How to Shed Those Poutine Week Pounds
Don’t Let The Snow Deter You From Your Resolution
It’s not anything new—Montreal is cold in the winter. It gets dark by 4:30 p.m. and leaving the house is often an impossible task unless it’s for food or much-needed companionship.
Comfort food helps twice as much, and with La Poutine Week having just passed, working out and achieving personal health can seem like a faraway dream. So how does one stay in shape in the midst of this bleak, long season?
Last week I ate seven enormous poutines in three days while covering La Poutine Week for an opinions piece for The Link—suffice it to say the guilt has since set in and I have been looking for ways to work off the gravy weight and feel better about my health in general.
The first place I looked was the Concordia student gyms, which are located at both the Loyola and Sir George Williams campuses. For students, rates are $60 per semester—definitely within my budget. Other private gyms in Montreal range from $100 per 15 months to $360 per year. But would I consistently be able to drag myself downtown, or even out of bed? There had to be a way to get in shape completely on my own terms, and more importantly, for free.
I started making small efforts to move around more. This meant walking uphill when I could have gone down, choosing to walk to school on warmer days, putting loud dance music on and jumping around for my whole neighbourhood to see, plus: I walked all the way up Mount Royal. Still, the cold weather put a damper on my exercise routine. I couldn’t stick to it.
“It’s definitely less appealing to get out of the house when it’s cold, windy or snowing,” said Concordia political science student Heloise Martorell, “but I do try to make as much of an effort as possible to go outside, even if it’s just to go to my friends’ houses.” It is true that human contact is a motivation to get some fresh air and get moving in the winter – but it may not be enough.
Fitness trainer at H20 MMA Kickboxing Gym Pierre Lescot does not think the cold is an excuse not to exercise. “I work out five times a week,” said Lescot. “The best way to stay in shape in the winter is to do basic home workouts like sit-ups, push-ups and squats. Eating well is the most important. For cardio, circuit training is best option.”
Circuit training videos, as well as yoga, aerobics and almost any workout method, are available in abundance on YouTube. It can be hard to accustom yourself to exercising through changes in outdoor weather, whether it’s cold or hot, according to a WebMD feature reviewed by Charlotte E. Grayson, MD. Despite the many ways to exercise indoors, many people prefer outdoor exercise. If you are one of these people, there are ways to motivate yourself to go outside and move.
WebMD’s first suggestion is to warm up indoors. Doing a 10 to 15 minute cardio workout inside means you will already be warm and pumped up by the time you go out – providing you are dressed properly. Wear tight clothing and layer up. This will increase your chance of completing the workout, which is the hardest part for me.

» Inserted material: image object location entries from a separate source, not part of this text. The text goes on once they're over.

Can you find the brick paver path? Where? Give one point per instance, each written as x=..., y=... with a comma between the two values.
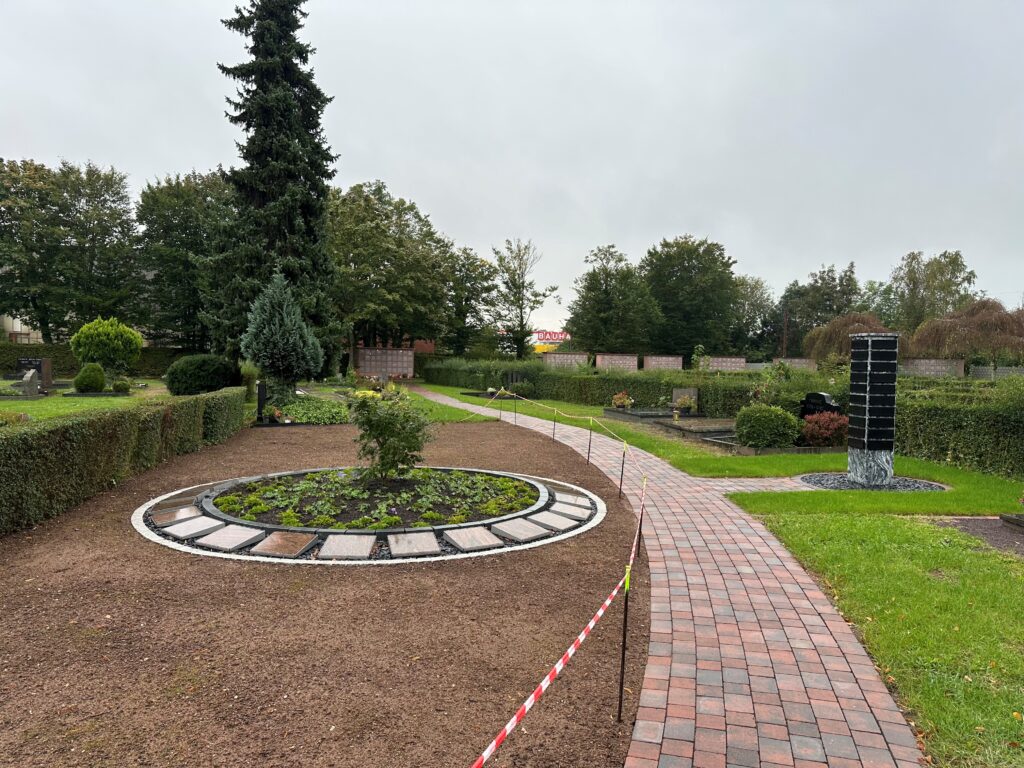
x=750, y=664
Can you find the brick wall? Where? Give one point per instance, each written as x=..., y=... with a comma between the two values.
x=385, y=364
x=802, y=364
x=935, y=368
x=565, y=359
x=726, y=364
x=616, y=361
x=663, y=361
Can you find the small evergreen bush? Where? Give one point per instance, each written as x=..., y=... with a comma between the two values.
x=196, y=374
x=825, y=430
x=279, y=340
x=109, y=342
x=766, y=426
x=90, y=378
x=392, y=433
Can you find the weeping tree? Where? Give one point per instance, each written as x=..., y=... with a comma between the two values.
x=983, y=333
x=834, y=338
x=279, y=340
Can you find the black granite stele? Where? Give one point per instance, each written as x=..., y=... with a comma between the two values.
x=872, y=408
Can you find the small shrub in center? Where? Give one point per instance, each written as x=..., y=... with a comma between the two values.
x=766, y=426
x=392, y=432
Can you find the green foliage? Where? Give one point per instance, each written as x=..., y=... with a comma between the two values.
x=392, y=433
x=281, y=190
x=279, y=340
x=827, y=294
x=182, y=220
x=766, y=426
x=352, y=500
x=613, y=310
x=67, y=246
x=980, y=433
x=311, y=410
x=250, y=375
x=825, y=430
x=200, y=373
x=90, y=378
x=91, y=452
x=517, y=296
x=152, y=364
x=692, y=283
x=109, y=342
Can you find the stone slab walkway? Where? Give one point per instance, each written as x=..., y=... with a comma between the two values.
x=750, y=664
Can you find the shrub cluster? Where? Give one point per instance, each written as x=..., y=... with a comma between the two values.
x=825, y=430
x=201, y=373
x=766, y=426
x=48, y=467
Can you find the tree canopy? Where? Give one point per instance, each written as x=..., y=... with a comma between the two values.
x=517, y=296
x=692, y=283
x=613, y=310
x=282, y=186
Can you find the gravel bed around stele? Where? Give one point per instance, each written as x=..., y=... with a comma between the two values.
x=117, y=651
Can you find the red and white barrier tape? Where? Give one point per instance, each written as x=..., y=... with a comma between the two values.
x=549, y=678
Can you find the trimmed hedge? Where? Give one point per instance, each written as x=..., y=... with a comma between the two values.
x=152, y=364
x=721, y=394
x=48, y=467
x=985, y=436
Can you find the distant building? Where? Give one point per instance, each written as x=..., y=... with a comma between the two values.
x=17, y=332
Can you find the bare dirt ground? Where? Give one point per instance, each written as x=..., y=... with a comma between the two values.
x=118, y=651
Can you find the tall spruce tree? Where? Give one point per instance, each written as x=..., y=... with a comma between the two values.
x=282, y=188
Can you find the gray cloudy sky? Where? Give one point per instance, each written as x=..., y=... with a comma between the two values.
x=794, y=132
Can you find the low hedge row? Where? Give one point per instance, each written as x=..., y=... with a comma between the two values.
x=984, y=436
x=720, y=394
x=153, y=363
x=50, y=466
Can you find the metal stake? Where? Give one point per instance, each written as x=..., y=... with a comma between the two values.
x=622, y=471
x=622, y=659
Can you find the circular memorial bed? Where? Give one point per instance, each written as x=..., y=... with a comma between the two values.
x=340, y=515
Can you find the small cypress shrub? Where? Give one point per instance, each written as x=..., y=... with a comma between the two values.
x=279, y=340
x=766, y=426
x=90, y=378
x=196, y=374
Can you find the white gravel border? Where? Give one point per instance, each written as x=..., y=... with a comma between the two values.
x=138, y=521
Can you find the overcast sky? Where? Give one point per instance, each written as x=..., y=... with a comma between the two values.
x=794, y=132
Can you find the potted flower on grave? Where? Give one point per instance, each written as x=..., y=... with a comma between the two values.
x=684, y=406
x=622, y=399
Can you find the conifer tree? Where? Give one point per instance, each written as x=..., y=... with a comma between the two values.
x=280, y=341
x=282, y=187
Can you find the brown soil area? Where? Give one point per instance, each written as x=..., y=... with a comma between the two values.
x=118, y=651
x=990, y=529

The best way to stick to a single workout and exercise plan is to find someone to join and motivate you. Social support helps to keep people active. Committing to a workout plan with a friend means not only your health is affected, but theirs as well.
We all know it’s important to exercise, and though the suggested three-times-a-week-minimum can seem unreachable in this cold season, the most effective way to get that much-needed movement is to fit it into your schedule. Choosing to walk further and faster, or doing YouTube yoga tutorials a few times a week will make you feel better, mentally and physically. Plus you can skip the guilt about that little extra comfort food.